MOZART Complete Violin Concertos
Mozart’s violin concertos are never far from the centre of any violinist’s repertoire. Written while the composer was still a teenager, they can hardly be considered among his deepest music (the string concerto masterpiece is, of course, the magnificent Sinfonia concertante of 1779 80), yet they maintain all the galant charm and suavity of the period as we hear the boy coming of age, experimenting with forms and growing more harmonically daring and melodically assured.
For Isabelle Faust’s recording of the five concertos, she teams up for the first time with the period instruments of Il Giardino Armonico. Giovanni Antonini is the nominal conductor but these wonderful performances have the air of chamber music, of close listening between soloist, band and director. Faust isn’t spotlit in the remarkably clear engineering but seems part of the ensemble, her sound growing out of the corporate entity to glitter, coax, snarl and soar as required.

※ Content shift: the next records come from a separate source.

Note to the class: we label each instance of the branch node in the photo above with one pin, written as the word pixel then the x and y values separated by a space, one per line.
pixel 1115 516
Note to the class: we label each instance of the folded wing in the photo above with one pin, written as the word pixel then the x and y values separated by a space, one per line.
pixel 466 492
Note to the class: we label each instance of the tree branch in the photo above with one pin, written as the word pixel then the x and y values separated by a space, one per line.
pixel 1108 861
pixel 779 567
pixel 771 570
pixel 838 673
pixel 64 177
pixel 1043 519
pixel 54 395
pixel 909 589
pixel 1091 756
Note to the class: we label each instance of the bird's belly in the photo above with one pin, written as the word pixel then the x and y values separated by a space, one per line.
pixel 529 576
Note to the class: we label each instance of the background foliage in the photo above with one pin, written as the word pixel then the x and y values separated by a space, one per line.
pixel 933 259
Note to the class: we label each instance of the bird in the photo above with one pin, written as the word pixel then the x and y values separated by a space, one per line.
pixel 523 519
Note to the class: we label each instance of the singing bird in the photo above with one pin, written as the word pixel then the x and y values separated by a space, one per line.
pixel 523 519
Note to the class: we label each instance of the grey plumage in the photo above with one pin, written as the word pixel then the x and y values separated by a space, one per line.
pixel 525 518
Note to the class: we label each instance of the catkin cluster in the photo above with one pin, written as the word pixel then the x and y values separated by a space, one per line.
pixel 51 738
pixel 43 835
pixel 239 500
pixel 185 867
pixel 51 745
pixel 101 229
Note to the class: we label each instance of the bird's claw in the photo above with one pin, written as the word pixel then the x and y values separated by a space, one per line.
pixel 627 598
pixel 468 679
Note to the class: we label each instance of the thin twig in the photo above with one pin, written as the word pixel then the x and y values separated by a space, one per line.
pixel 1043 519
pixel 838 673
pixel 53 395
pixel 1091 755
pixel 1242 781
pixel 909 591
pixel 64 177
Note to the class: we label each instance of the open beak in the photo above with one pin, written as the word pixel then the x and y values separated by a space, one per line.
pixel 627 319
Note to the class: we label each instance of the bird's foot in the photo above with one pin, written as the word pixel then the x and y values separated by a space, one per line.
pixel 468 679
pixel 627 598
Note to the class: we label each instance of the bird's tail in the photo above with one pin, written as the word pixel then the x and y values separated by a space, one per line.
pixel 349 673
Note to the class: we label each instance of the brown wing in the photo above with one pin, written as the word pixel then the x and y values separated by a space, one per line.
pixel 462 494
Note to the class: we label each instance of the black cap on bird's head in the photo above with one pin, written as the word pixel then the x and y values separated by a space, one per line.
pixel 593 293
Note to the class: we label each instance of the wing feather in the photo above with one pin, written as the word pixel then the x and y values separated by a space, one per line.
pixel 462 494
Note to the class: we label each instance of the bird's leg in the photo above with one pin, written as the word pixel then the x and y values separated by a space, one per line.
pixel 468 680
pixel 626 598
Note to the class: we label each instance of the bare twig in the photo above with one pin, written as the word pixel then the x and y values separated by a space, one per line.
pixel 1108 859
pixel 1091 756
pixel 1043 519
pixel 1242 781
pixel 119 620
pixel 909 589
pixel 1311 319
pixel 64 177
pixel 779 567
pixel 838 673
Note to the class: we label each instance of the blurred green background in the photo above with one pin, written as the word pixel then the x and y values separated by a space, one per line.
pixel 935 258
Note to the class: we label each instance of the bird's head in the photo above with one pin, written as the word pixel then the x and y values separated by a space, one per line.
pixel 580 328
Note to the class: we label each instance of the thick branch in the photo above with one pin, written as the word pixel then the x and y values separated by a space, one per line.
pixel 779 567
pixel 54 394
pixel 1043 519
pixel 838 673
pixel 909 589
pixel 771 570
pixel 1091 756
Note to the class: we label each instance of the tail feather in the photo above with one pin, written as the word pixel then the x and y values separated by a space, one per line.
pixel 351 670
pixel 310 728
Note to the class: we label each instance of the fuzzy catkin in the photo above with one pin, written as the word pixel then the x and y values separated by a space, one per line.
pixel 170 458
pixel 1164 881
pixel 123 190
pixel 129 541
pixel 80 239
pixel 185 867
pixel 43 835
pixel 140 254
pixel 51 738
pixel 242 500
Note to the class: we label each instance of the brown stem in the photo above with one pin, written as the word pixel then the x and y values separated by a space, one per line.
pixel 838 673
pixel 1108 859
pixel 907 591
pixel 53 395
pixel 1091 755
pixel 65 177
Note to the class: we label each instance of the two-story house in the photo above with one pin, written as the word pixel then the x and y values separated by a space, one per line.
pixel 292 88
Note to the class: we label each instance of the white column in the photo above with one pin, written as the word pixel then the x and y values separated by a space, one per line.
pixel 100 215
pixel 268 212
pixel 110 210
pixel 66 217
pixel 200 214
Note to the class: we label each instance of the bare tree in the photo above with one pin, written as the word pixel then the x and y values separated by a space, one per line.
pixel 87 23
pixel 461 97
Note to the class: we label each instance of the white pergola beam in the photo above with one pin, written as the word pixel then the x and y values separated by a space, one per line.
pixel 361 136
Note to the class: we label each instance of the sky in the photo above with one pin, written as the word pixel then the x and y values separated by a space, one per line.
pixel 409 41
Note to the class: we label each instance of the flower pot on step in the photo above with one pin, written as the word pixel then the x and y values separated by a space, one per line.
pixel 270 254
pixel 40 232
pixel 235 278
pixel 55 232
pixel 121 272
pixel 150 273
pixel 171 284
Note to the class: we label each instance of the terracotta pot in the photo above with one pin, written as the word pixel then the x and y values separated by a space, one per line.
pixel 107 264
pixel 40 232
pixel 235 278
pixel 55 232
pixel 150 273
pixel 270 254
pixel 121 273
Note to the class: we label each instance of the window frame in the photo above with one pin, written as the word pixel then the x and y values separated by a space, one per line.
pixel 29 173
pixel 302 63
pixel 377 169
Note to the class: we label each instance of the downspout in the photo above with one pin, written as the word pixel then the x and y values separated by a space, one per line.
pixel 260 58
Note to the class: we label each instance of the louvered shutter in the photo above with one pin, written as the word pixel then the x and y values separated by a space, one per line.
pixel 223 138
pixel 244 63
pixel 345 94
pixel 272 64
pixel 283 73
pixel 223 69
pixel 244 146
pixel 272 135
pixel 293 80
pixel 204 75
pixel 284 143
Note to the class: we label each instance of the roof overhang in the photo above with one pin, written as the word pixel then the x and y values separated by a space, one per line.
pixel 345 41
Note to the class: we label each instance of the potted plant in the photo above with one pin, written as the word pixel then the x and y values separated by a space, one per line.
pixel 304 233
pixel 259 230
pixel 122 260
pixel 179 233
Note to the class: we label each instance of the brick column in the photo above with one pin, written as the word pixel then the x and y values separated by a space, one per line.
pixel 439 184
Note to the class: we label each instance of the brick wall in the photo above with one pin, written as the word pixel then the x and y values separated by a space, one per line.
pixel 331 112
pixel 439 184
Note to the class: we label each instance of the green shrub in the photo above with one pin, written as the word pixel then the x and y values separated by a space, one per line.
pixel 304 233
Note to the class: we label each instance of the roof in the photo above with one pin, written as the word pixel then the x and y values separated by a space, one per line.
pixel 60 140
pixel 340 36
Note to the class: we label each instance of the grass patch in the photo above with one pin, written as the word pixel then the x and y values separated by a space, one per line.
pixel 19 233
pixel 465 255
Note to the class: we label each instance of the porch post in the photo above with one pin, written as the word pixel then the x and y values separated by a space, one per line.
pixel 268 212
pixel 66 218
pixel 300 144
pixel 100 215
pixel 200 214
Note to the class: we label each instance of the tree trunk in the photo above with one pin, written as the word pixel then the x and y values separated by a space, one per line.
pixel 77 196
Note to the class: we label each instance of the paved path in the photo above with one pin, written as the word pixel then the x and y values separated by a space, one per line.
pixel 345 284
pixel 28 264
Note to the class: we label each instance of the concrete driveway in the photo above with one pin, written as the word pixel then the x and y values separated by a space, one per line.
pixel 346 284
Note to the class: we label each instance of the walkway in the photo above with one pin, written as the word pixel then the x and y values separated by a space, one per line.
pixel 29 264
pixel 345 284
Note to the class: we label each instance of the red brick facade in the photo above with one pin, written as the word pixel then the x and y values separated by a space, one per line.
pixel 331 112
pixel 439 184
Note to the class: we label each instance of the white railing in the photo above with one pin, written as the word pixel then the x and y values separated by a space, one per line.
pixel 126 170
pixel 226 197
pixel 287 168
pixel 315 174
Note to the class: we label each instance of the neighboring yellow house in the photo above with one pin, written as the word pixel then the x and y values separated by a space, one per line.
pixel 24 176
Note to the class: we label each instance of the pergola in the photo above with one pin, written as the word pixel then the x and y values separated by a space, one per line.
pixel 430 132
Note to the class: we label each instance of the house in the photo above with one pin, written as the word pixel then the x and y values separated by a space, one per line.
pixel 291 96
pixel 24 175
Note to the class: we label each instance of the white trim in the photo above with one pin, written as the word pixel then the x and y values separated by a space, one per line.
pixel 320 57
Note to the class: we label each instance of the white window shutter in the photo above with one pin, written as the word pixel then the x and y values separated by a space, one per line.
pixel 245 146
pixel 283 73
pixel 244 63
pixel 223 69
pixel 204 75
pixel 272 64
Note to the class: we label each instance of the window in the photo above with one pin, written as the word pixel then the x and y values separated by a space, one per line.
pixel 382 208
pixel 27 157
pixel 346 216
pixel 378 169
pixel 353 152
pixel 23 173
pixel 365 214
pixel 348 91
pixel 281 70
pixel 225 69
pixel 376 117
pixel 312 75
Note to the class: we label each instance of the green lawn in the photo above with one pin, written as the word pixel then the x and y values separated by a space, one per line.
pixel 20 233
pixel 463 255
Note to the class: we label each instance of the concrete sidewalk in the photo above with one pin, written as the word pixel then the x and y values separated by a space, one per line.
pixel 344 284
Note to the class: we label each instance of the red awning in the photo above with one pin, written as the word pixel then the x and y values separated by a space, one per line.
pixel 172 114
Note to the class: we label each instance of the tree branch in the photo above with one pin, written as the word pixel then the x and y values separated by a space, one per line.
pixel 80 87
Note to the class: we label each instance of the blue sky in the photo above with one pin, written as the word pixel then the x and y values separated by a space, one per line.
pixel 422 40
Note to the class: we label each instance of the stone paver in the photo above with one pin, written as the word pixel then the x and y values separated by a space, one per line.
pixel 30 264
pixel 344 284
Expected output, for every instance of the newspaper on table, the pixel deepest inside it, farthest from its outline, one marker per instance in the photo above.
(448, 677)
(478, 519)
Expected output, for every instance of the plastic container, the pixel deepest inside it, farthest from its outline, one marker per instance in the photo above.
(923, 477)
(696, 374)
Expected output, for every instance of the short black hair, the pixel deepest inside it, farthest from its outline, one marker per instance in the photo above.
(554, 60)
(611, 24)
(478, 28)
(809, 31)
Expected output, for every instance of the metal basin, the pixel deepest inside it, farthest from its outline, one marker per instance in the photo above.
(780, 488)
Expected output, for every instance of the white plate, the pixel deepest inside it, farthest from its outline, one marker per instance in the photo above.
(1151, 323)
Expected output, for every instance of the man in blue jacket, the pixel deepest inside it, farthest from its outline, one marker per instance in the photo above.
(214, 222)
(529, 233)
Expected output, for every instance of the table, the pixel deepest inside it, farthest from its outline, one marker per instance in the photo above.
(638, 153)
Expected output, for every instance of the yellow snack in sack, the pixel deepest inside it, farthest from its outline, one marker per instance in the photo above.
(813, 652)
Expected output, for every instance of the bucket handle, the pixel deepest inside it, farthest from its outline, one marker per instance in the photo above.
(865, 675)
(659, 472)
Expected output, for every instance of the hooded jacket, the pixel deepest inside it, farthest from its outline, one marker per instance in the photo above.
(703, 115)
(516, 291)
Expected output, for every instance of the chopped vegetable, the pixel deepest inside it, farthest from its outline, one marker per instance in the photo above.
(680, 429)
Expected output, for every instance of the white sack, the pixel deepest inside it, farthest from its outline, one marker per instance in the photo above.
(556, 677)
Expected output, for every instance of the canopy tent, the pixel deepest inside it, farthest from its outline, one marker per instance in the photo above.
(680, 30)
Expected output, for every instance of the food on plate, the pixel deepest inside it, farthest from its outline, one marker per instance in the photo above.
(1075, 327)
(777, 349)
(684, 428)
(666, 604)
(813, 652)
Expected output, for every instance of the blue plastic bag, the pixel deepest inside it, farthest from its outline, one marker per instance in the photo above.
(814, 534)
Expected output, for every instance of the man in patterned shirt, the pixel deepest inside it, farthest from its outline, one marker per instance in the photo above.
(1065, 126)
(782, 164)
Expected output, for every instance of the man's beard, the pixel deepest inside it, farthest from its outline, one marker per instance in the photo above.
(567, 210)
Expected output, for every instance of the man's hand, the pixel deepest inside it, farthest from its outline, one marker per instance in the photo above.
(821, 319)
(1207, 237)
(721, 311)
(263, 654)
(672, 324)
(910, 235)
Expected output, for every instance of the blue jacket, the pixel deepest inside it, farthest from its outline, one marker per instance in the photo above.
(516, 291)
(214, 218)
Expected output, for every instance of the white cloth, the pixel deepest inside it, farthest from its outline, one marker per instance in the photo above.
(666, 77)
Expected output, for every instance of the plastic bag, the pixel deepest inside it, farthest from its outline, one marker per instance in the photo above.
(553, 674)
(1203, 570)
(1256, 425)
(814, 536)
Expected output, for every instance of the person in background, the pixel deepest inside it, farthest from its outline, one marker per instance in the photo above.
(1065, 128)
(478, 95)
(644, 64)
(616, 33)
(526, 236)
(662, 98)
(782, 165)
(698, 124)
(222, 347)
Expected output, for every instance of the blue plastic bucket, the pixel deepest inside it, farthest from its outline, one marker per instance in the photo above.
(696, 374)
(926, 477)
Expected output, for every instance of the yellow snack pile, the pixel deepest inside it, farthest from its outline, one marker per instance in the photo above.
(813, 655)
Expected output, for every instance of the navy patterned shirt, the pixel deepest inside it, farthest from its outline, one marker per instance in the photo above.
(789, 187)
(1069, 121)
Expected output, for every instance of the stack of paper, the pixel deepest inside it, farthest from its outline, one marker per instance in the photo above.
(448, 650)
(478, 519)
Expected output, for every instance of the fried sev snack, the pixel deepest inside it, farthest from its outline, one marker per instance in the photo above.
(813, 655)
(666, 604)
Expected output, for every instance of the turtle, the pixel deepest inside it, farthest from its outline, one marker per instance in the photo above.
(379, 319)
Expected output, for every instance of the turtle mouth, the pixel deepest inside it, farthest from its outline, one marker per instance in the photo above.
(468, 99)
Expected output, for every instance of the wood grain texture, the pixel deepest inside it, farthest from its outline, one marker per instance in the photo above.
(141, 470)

She has always struck me as a player who cannot help but look beyond the notes, examining each phrase and paragraph to wring out of them more than simply phrases and paragraphs. She varies her ornamentation delightfully and, as an added treat, plays cadenzas and lead-ins specially written by the keyboard player Andreas Staier, who knows a thing or two about 18th-century style.
Faust doesn’t couple the Sinfonia concertante here (the mouth waters at the prospect of a future recording of it) but fills the disc with the three extant single-movement pieces Mozart wrote for violin and orchestra: an Adagio and a Rondo from 1776 and another Rondo from 1781, shortly before his break from Salzburg and his freelance decade in Vienna. In the E major Adagio (K261), especially, there is a radiance to her playing that, in a way, brings these standalone works in from the cold, elevating them to the level of the concertos. It’s not all lush sonority, though: Faust’s vibrato-lite tone adds a real sting to sforzandos, while her high-lying passagework is rock-solid in terms of accuracy and intonation, and her unwillingness to play rows of semiquavers as strings of equal notes makes for some piquant inflections. As for the ‘Turkish’ episode in the final concerto, the slapped pizzicatos and astringent spiccatos really add spice to the drama – although even here Faust plays as part of an ensemble, not as a foot-stomping star soloist.
The world is not short of recordings of this music and, in true Gramophone fashion, it must be acknowledged that most listeners will have their favourites from the innumerable classic discs that have appeared over the decades. However, for period instruments, period sensibility and state-of-the-art engineering, you may find yourself hard-pressed to better this thought-provoking and eminently enjoyable cycle.